The thing is, I write horror. Horror gets really stigmatized, even in mainstream circles; every year at the World Horror Convention we have at least one panel where we talk about how and why horror gets so marginalized, and what we can do to change it. Most major bookstores don’t even have a horror section anymore–Barnes & Noble shelves me in General Fiction, because there simply isn’t anywhere else to put me. So in a famously conservative religious community, I figured the reaction would be even worse–right after the nominations were announced, in fact, John Brown and I congratulated each other, laughed about how the voters wouldn’t give us a second thought, and went merrily on our way. Then last week I won for Best New Author and John won for Best Speculative Fiction. What the what?
The thing I’ve learned over the last several weeks, touring around and talking to hundreds of people about what they read, is that no matter how much we say we don’t like horror, most of us secretly love it, even if we don’t realize it.
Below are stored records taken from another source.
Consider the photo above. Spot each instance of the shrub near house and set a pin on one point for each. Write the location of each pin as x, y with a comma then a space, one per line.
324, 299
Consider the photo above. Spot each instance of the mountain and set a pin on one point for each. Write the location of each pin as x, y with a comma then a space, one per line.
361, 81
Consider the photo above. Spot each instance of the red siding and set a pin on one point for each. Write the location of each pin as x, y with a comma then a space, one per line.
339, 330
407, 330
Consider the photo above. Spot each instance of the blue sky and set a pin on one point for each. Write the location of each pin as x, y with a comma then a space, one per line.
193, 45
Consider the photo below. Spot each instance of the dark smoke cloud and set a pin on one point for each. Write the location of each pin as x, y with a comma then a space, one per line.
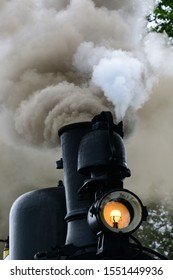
53, 57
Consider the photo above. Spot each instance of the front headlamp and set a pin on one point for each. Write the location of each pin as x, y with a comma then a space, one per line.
118, 211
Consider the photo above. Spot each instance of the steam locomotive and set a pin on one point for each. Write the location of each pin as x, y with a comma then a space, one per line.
88, 216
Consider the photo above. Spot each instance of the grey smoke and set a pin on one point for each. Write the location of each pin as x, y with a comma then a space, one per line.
64, 62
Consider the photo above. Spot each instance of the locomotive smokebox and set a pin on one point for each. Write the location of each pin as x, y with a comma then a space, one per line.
78, 233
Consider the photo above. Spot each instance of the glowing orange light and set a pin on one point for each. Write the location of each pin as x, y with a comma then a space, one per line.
116, 214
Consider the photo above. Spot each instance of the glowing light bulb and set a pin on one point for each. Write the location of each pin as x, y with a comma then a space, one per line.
115, 216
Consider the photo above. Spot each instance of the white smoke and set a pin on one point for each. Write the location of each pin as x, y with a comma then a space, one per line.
64, 62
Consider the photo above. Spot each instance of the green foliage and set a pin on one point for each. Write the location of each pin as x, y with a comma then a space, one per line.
162, 18
157, 232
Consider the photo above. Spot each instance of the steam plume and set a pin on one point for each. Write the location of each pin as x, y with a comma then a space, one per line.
64, 62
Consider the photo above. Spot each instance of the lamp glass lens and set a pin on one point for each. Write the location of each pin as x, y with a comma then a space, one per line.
116, 214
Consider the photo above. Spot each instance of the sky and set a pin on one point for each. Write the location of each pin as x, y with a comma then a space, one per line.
65, 61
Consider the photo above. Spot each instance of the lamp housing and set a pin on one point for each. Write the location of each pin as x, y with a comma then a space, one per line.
117, 211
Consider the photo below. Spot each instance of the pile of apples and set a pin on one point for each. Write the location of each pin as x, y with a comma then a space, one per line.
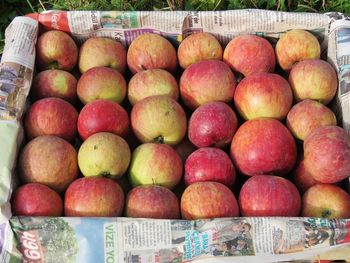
193, 142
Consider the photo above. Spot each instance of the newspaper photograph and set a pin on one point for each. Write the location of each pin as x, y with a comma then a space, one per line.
64, 239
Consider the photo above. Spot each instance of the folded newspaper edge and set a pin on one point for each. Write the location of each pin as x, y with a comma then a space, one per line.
38, 239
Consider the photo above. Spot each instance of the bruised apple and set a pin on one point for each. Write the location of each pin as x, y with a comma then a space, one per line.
56, 50
263, 146
327, 154
152, 201
94, 197
115, 119
308, 115
212, 124
250, 54
206, 81
296, 45
48, 160
263, 95
203, 200
150, 51
51, 116
101, 83
154, 163
102, 52
158, 119
28, 200
54, 83
152, 82
267, 195
104, 154
198, 46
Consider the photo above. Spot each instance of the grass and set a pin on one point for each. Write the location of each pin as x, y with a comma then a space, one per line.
11, 8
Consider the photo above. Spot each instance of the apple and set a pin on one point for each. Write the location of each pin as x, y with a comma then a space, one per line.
101, 83
313, 79
102, 116
54, 83
56, 50
152, 82
184, 149
198, 46
263, 146
94, 197
102, 52
268, 195
212, 124
209, 164
51, 116
308, 115
154, 163
104, 154
302, 178
48, 160
326, 201
205, 81
203, 200
158, 119
152, 201
250, 54
150, 51
263, 95
296, 45
27, 200
327, 154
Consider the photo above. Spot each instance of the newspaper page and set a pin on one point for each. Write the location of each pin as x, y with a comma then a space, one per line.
16, 67
164, 241
35, 239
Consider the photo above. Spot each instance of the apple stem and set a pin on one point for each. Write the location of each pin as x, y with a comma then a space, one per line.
159, 139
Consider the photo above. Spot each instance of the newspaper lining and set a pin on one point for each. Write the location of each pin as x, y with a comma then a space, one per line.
136, 240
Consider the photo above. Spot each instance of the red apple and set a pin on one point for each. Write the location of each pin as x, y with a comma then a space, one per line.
103, 116
327, 154
267, 195
205, 81
208, 200
154, 163
326, 201
28, 200
250, 54
184, 149
209, 164
152, 82
152, 201
101, 83
54, 83
212, 124
158, 119
263, 146
94, 197
48, 160
313, 79
51, 116
150, 51
296, 45
198, 46
104, 154
263, 95
308, 115
102, 52
302, 178
56, 50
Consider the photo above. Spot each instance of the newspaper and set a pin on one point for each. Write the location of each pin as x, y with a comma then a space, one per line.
169, 241
31, 239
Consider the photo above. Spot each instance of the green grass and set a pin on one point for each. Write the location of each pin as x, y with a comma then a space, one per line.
11, 8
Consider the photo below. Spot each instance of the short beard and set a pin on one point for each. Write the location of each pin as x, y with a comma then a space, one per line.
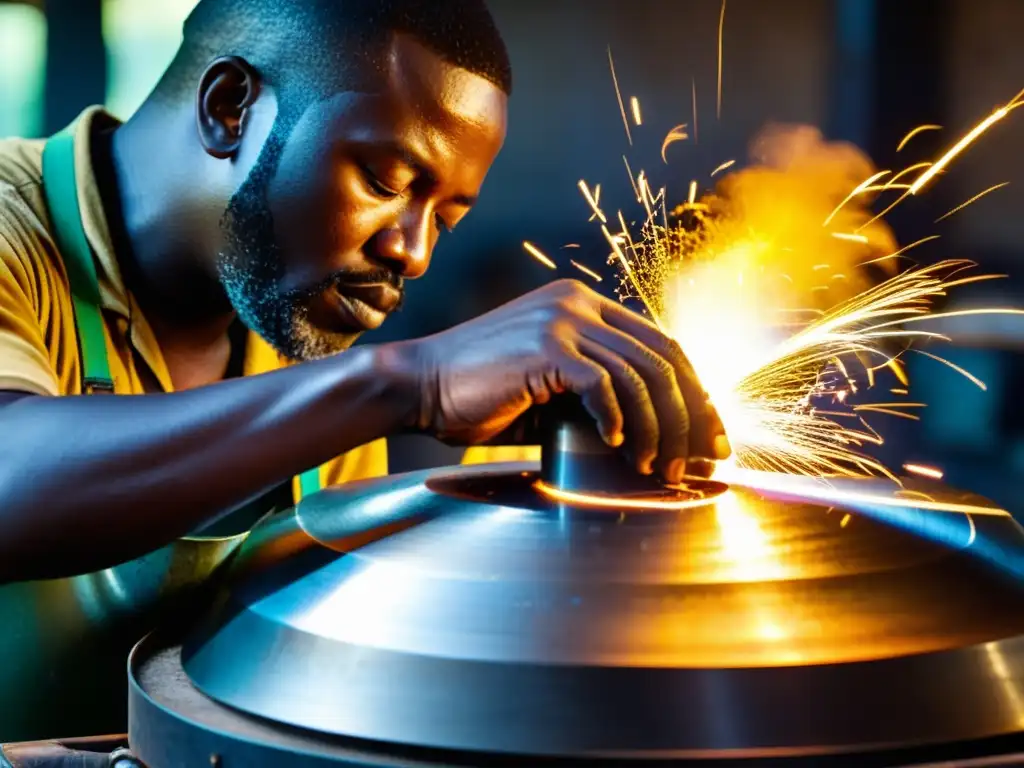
251, 268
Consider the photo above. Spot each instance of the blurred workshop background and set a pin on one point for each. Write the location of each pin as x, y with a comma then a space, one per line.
864, 71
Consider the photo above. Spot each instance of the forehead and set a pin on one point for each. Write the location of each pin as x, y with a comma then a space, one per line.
451, 120
441, 94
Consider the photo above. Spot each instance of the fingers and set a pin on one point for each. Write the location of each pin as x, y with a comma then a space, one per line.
656, 418
634, 395
594, 385
706, 432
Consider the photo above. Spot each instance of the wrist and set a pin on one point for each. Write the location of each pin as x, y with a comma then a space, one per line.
397, 371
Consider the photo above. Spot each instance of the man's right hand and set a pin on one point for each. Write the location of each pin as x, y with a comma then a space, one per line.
476, 379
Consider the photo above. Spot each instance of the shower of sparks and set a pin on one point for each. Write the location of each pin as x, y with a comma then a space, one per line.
914, 132
920, 469
975, 199
635, 107
587, 270
793, 401
538, 254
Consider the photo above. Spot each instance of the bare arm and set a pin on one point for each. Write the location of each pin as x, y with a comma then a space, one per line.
90, 481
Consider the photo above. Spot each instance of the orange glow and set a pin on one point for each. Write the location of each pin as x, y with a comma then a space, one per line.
595, 501
920, 469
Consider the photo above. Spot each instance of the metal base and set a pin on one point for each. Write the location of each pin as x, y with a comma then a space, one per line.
458, 610
173, 725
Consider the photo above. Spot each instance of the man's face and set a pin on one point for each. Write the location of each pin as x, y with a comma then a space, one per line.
332, 219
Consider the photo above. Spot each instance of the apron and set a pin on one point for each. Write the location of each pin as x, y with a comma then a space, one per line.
65, 642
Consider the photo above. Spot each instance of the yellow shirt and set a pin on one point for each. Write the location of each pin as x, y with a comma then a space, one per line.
39, 350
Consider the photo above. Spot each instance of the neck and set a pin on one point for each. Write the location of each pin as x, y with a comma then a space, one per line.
164, 207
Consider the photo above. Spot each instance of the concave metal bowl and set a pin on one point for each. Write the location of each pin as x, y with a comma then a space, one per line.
461, 609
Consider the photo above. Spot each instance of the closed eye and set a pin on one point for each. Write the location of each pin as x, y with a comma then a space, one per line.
378, 186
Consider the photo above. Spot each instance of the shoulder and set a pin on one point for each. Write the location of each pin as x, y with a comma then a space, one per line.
28, 253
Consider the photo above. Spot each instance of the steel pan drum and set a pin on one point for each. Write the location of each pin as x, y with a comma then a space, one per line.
464, 610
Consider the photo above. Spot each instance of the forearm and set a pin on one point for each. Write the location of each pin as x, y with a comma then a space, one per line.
89, 481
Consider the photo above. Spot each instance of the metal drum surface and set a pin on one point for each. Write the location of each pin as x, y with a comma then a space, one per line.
462, 609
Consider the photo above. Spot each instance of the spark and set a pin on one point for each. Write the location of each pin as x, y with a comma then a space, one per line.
586, 270
834, 495
961, 145
635, 107
538, 254
619, 95
921, 469
856, 190
914, 132
693, 90
976, 198
771, 389
793, 384
721, 35
592, 202
619, 502
726, 164
676, 134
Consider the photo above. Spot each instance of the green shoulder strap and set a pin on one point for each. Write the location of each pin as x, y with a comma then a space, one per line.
61, 199
60, 188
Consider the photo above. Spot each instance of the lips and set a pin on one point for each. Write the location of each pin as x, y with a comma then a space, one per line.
380, 296
361, 306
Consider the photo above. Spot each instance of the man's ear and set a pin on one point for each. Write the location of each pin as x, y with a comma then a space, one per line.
228, 87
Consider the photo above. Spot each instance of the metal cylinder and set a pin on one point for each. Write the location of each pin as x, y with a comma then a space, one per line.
574, 458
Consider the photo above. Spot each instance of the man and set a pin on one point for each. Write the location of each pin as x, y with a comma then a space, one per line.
265, 206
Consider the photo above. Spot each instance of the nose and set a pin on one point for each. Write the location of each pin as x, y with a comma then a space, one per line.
406, 247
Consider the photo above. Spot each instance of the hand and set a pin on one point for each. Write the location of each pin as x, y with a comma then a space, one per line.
476, 379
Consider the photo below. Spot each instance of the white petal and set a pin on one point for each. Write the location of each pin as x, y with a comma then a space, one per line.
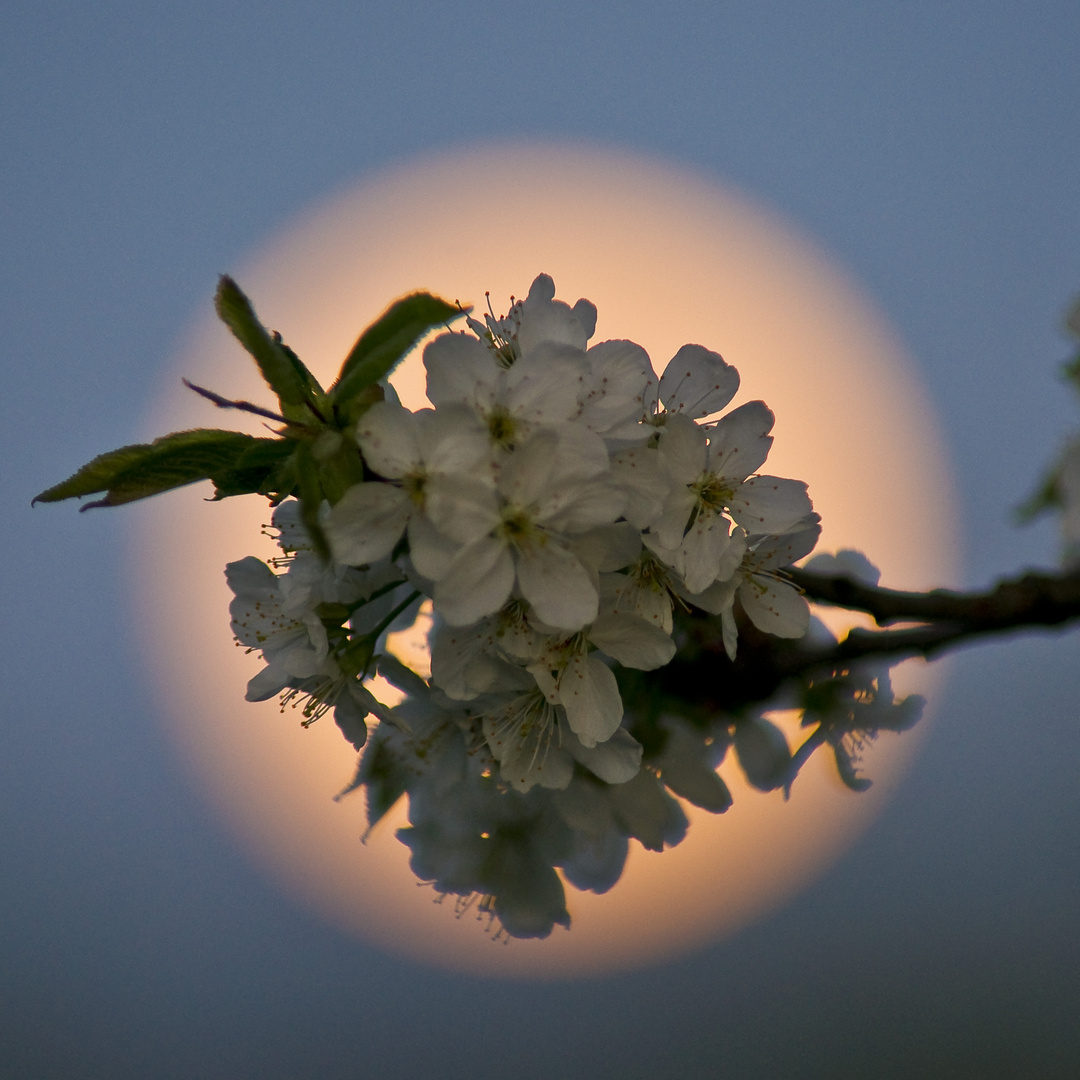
559, 589
644, 475
782, 551
581, 505
770, 503
704, 548
616, 760
608, 548
268, 684
730, 631
527, 761
698, 382
366, 523
774, 606
460, 370
476, 583
684, 447
542, 388
451, 440
589, 692
670, 527
463, 508
616, 381
632, 642
431, 552
387, 434
740, 442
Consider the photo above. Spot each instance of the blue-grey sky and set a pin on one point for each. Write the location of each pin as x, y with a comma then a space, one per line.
930, 147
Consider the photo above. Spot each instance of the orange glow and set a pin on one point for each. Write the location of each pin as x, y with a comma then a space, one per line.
666, 258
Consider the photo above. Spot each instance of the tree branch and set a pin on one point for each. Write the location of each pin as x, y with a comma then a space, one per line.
946, 618
1033, 599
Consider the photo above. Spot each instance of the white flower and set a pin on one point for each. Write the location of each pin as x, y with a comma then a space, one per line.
294, 645
712, 477
549, 490
539, 390
769, 599
697, 382
528, 736
421, 453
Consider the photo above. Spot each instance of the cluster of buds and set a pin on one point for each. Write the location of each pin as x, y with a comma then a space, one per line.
554, 505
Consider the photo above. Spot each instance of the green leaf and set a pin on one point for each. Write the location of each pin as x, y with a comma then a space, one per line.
381, 347
310, 488
383, 772
145, 469
265, 468
286, 376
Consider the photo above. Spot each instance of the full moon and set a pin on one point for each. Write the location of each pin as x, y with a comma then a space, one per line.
667, 257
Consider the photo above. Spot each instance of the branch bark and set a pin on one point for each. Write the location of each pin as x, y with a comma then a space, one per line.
944, 619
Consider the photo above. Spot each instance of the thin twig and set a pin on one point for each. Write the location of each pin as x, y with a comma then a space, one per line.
226, 403
1033, 599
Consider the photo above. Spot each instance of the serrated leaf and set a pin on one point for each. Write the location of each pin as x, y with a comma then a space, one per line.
145, 469
286, 376
382, 771
382, 346
265, 468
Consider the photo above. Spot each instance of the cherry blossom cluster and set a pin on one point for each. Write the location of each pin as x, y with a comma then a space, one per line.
555, 503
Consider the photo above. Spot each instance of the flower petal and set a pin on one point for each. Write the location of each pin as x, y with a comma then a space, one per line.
559, 589
589, 692
698, 382
366, 523
632, 642
476, 583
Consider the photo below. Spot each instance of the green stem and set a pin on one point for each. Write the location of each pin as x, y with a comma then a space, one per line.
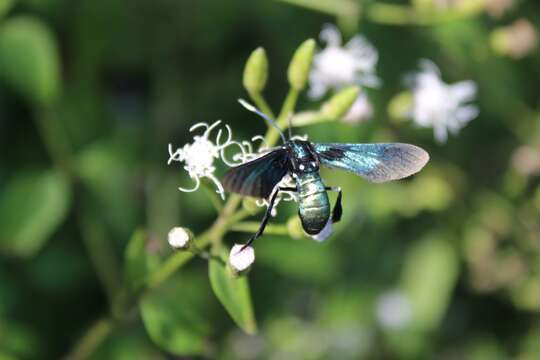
253, 226
391, 14
213, 196
287, 110
101, 253
261, 103
332, 7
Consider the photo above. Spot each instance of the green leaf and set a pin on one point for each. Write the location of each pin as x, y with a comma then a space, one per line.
173, 316
429, 276
5, 6
32, 206
139, 260
233, 292
29, 60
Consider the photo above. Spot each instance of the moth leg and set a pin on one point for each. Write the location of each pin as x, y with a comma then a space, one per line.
288, 189
338, 209
265, 219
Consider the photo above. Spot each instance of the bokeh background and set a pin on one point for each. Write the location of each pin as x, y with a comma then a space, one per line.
444, 265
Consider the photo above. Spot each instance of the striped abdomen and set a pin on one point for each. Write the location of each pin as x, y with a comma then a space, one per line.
313, 204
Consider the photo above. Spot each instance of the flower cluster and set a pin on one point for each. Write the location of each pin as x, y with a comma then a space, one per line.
439, 105
199, 156
337, 66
Horror as a word is stigmatized, but horror as a concept is why we love reading. Every story has a conflict–every story has something wrong that must be changed, or conquered, or survived. In thrillers, you face the horror that someone is lying to you, or means you harm. In historical fiction you face the horror of a dangerous or unconscionable situation. In romance you face the horror that you’ve given your heart to someone who doesn’t want it, and you will have to live your life alone. Horror is central to literature because it is central to life; these themes are universal because we have all experienced them, and they are valuable because experiencing them makes us stronger. Good overcomes evil, even if the only character who survives is the reader.
As my book makes the rounds, and comments trickle in through email and Twitter and in person, the most common comment I get is this: “I never read this kind of book, but I loved it.” Most people have a horror-lover somewhere inside of them, they just don’t know it. If my book can convince a few people to try something new, hooray.